Indeed, but when less update from the bottom, it can add new lines and
let the overflow lines scroll up into the scrollback buffer.

Then updating it from the top, it draws the whole page, top to bottom.
That's fine for a full page but not desired for a partial one. Also
note that on my terminal (rxvt-unicode) when less clears the screen to
draw the first page the current screen is rolled up into scrollback -
iirc that's a configurable option, it would be worth testing other
terminal's behavior on that. IIRC it may also erase it when using the
wrong termcap file.

I haven't looked at the code, but I think it could be possibly to
start the -c behavior only after a full page is drawn, after exiting
on partial pages, which would give us the best of both worlds.

Does the GIT_PAGER setup, as I described it above, work for you without the described artifacts, in any of the environments you have access to?

Yes, rxvt-unicode, with the settings mentioned above.

Good to know, thanks. Looking forward to see will the "--redraw-on-quit" option work as expected in your rxvt-unicode terminal.

One of the solutions is to edit the terminfo entry manually and remove
the escape codes that cause the switching to and from alternate screen,
which I tested, but that also introduced another issue -- the screen
contents was always present after less(1) exited, which isn't always the
desired behavior.

But when less scrolls down (line by line, not page by page), it always
append lines and let them scroll up. Won't you see these?
(page-by-page otoh will redraw the full screen without scrolling).

Also won't it wipe the *current* screen so that you won't see the
commands/output you had *before* running less?

This is why rxvt-unicode has an option to disable secondary screen,
and scroll contents all the way to the buffer on switch to/from
secondary screen.

IIRC, when I tested by removing the escape codes manually from the terminfo entry, it all worked fine, but the screen contents always remained displayed after less(1) exited. That isn't always the desired behavior.

Actually I just tested my
solution on xfce4-terminal and it doesn't work, the terminal still
push up stuff above on redraw (noteworthy is with rxvt-unicode the
first draw pushes the current screen contents up but no other redraw
does, which is what makes it work so well - I haven't tried to find
out what is being done exactly... OTOH the redraw on scroll down is
slightly noticeable there, while impossible to see on xfce4-terminal.
I'll install the latest less and see what happens with --redraw on

Please test the "--redraw-on-quit" option, so far it's the best
available solution, IMHO.

I will, not now though - need it compile less form source I guess...
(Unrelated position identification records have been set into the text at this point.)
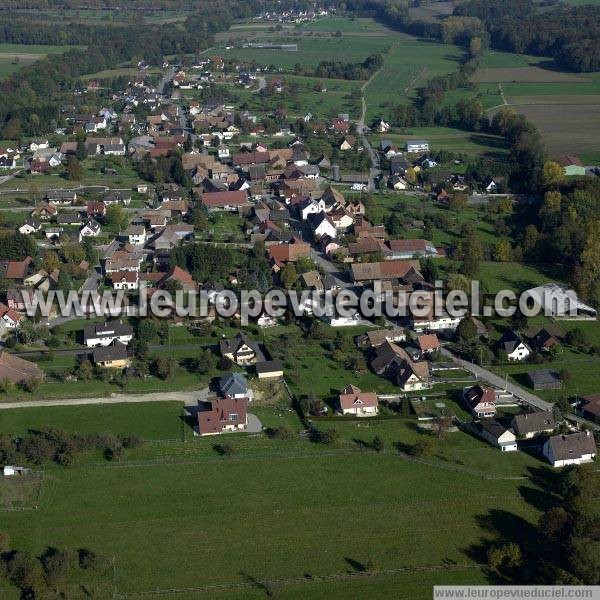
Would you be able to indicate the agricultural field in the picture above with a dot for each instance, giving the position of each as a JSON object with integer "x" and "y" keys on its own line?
{"x": 564, "y": 106}
{"x": 15, "y": 56}
{"x": 411, "y": 62}
{"x": 286, "y": 511}
{"x": 447, "y": 138}
{"x": 312, "y": 50}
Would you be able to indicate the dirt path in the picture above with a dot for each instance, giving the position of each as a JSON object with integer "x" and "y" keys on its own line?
{"x": 186, "y": 397}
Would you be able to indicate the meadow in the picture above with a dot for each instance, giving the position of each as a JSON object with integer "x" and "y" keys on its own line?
{"x": 410, "y": 63}
{"x": 15, "y": 56}
{"x": 563, "y": 106}
{"x": 285, "y": 507}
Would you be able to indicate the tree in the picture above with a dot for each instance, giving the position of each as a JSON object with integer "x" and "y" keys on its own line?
{"x": 164, "y": 367}
{"x": 553, "y": 174}
{"x": 74, "y": 169}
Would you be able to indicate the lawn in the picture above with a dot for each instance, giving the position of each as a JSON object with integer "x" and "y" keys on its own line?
{"x": 313, "y": 50}
{"x": 152, "y": 420}
{"x": 15, "y": 56}
{"x": 286, "y": 514}
{"x": 453, "y": 140}
{"x": 410, "y": 64}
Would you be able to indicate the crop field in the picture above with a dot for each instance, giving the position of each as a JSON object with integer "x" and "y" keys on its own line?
{"x": 563, "y": 106}
{"x": 454, "y": 140}
{"x": 410, "y": 63}
{"x": 284, "y": 506}
{"x": 15, "y": 56}
{"x": 312, "y": 50}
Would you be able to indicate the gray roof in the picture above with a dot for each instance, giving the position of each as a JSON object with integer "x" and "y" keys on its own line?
{"x": 115, "y": 351}
{"x": 575, "y": 445}
{"x": 112, "y": 329}
{"x": 233, "y": 384}
{"x": 533, "y": 422}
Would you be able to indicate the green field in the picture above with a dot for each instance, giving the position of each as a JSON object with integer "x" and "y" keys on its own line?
{"x": 284, "y": 507}
{"x": 313, "y": 50}
{"x": 410, "y": 64}
{"x": 454, "y": 140}
{"x": 15, "y": 56}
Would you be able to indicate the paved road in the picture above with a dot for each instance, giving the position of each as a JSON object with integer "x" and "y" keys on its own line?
{"x": 186, "y": 397}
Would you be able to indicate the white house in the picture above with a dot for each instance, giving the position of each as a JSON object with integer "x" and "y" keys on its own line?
{"x": 353, "y": 401}
{"x": 496, "y": 434}
{"x": 571, "y": 449}
{"x": 322, "y": 225}
{"x": 90, "y": 229}
{"x": 417, "y": 146}
{"x": 104, "y": 334}
{"x": 311, "y": 207}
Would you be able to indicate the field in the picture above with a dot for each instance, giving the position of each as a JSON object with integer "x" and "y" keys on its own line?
{"x": 564, "y": 106}
{"x": 410, "y": 63}
{"x": 312, "y": 50}
{"x": 454, "y": 140}
{"x": 15, "y": 56}
{"x": 285, "y": 507}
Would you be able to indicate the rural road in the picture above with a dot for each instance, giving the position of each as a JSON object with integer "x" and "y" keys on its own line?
{"x": 186, "y": 397}
{"x": 499, "y": 382}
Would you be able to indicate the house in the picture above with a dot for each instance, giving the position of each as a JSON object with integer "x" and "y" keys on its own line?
{"x": 516, "y": 349}
{"x": 9, "y": 317}
{"x": 590, "y": 408}
{"x": 270, "y": 369}
{"x": 572, "y": 449}
{"x": 352, "y": 401}
{"x": 221, "y": 415}
{"x": 572, "y": 165}
{"x": 234, "y": 385}
{"x": 90, "y": 229}
{"x": 239, "y": 350}
{"x": 428, "y": 343}
{"x": 30, "y": 226}
{"x": 15, "y": 270}
{"x": 544, "y": 379}
{"x": 97, "y": 334}
{"x": 17, "y": 370}
{"x": 417, "y": 146}
{"x": 481, "y": 401}
{"x": 111, "y": 357}
{"x": 231, "y": 201}
{"x": 374, "y": 338}
{"x": 322, "y": 225}
{"x": 559, "y": 302}
{"x": 496, "y": 434}
{"x": 529, "y": 425}
{"x": 125, "y": 280}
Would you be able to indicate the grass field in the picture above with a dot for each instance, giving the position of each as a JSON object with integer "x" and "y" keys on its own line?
{"x": 15, "y": 56}
{"x": 284, "y": 507}
{"x": 563, "y": 106}
{"x": 313, "y": 50}
{"x": 410, "y": 63}
{"x": 454, "y": 140}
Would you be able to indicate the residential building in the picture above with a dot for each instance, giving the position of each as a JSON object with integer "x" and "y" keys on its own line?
{"x": 352, "y": 401}
{"x": 571, "y": 449}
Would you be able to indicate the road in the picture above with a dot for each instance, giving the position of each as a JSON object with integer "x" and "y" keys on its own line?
{"x": 499, "y": 382}
{"x": 186, "y": 397}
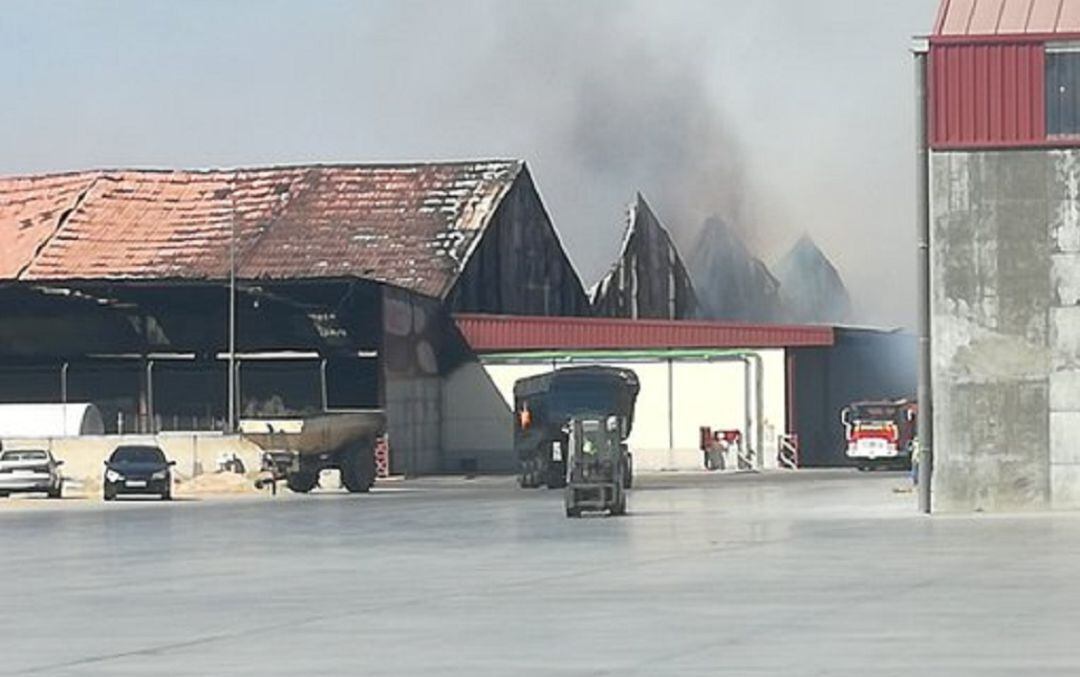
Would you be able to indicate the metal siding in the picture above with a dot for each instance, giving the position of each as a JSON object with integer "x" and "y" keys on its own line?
{"x": 508, "y": 334}
{"x": 987, "y": 95}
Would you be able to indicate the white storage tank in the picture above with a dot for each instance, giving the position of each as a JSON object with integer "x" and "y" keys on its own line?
{"x": 50, "y": 420}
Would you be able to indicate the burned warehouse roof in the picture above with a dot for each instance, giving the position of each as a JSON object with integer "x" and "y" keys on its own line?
{"x": 412, "y": 226}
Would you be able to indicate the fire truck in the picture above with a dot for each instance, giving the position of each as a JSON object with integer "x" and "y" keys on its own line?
{"x": 880, "y": 434}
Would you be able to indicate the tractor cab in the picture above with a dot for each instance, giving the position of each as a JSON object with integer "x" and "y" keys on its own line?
{"x": 596, "y": 466}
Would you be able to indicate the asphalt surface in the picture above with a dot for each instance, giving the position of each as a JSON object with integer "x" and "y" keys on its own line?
{"x": 814, "y": 573}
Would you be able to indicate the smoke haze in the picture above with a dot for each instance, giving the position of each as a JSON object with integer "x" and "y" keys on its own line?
{"x": 779, "y": 116}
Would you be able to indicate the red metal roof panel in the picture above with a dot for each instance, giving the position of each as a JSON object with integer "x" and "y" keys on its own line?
{"x": 513, "y": 334}
{"x": 1007, "y": 17}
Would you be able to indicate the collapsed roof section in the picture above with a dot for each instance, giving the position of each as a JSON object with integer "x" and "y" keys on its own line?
{"x": 731, "y": 283}
{"x": 810, "y": 286}
{"x": 412, "y": 226}
{"x": 649, "y": 279}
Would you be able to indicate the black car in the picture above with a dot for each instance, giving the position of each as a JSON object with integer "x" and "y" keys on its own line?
{"x": 138, "y": 470}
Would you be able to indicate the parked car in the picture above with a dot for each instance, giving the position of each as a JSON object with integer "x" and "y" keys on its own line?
{"x": 30, "y": 471}
{"x": 138, "y": 470}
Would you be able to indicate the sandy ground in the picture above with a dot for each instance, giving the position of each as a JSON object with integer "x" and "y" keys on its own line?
{"x": 778, "y": 574}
Great, thanks. Looking forward to the results of your testing. As a reminder, this is what I use:

    GIT_PAGER='less -R -F --redraw-on-quit'

My LESS environment variable contains only some coloring-related options, which don't matter in this case.

Now, if all other terms misbehave here, that's an issue, making this
suggestion mostly useless. And considering the number of Windows users
we absolutely need to test Windows Terminal, and should probably test
MacOS's term too (whatever that is).

Quite frankly, I think that such a solution would be like "fixing the
fix, which is actually an abuse", as I described it above, eventually
introducing even more issues, instead of solving the original issue.

I'll let you know my findings... I'm not convinced --redraw-on-quit is
actually going to fix it for all unless this does a lot more than the
option name implies (but quite happy if it does).

Actually, it's more about not (ab)using the "-X" option, because skipping the terminal initialization may cause various issues. The "--redraw-on-quit" option is there just to have the screen contents preserved after less(1) exits.